1083 — Trends in Anemia Treatment in Cancer, 2002 – 2009

Stroupe KTTarlov ELee TAWeichle TW, and Zhang QL, Hines VA Hospital; Michaelis LC, Loyola University Chicago; Ozer H, University of Illinois at Chicago; Browning MM, and Hynes DM, Hines VA Hospital;

The use of erythropoiesis-stimulating agents (ESAs) has proven effective in reducing the need for blood transfusions to manage anemia in cancer patients. However, growing concerns about adverse impacts of ESAs in cancer patients led to an FDA-mandated change in product labeling in 2007. The revised labeling included a new warning: ESAs should be given to cancer patients only to maintain a hemoglobin (Hb) level sufficient to avoid transfusion and never beyond 12g/dL. We examined shifts in the Hb level triggering ESA therapy in relation to this policy change among cancer patients undergoing chemotherapy in VA.

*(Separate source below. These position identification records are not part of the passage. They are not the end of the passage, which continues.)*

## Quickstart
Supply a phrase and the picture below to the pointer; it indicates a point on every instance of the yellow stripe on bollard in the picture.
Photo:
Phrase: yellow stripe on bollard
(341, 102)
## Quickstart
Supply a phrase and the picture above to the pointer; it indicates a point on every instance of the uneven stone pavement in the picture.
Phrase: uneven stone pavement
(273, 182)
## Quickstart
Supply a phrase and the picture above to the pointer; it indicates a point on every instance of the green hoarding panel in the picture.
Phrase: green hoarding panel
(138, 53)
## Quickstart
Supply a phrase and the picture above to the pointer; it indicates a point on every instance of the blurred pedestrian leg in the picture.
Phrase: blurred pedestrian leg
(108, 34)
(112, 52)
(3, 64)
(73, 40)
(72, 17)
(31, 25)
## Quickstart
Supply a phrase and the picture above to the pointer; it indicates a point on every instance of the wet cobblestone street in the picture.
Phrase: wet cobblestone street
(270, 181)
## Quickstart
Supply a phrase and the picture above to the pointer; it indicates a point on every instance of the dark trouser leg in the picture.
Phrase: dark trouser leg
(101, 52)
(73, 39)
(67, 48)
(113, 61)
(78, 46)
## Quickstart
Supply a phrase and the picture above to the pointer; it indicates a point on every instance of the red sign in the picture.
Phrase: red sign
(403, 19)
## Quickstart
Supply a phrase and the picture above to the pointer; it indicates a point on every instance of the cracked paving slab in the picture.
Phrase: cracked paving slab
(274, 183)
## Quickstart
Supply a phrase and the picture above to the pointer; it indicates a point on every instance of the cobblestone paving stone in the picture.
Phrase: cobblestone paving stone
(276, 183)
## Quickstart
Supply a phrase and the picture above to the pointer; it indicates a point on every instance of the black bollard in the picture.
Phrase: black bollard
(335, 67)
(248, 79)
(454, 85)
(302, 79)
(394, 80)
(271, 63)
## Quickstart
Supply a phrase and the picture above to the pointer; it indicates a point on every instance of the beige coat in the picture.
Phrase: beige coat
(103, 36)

We used national VA databases to conduct a retrospective study of Veterans diagnosed from 2002 to 2009 who received chemotherapy within 12 months of their cancer diagnosis. Multivariable regression analyses were used to evaluate the trigger Hb level before and after the March 2007 FDA-mandated labeling change. All models were estimated with robust (sandwich) standard errors to accommodate non-independence of patients within VA facilities.

Of the 7,748 cancer patients who received chemotherapy within 12 months of their cancer diagnosis, those treated with an ESA after the March 2007 FDA labeling change initiated therapy at an Hb level that was 0.67 g/dL (95% CI:-0.77 to -0.58) lower than those treated before the labeling change. Moreover, the decline in Hb levels at which ESA therapy was initiated began in 2006. The average predicted Hb level at ESA initiation fell from 10.52 g/dL (95% CI: 10.39 to 10.66) in early 2006 to 9.43 g/dL (95% CI: 9.23 to 9.63) by late 2009.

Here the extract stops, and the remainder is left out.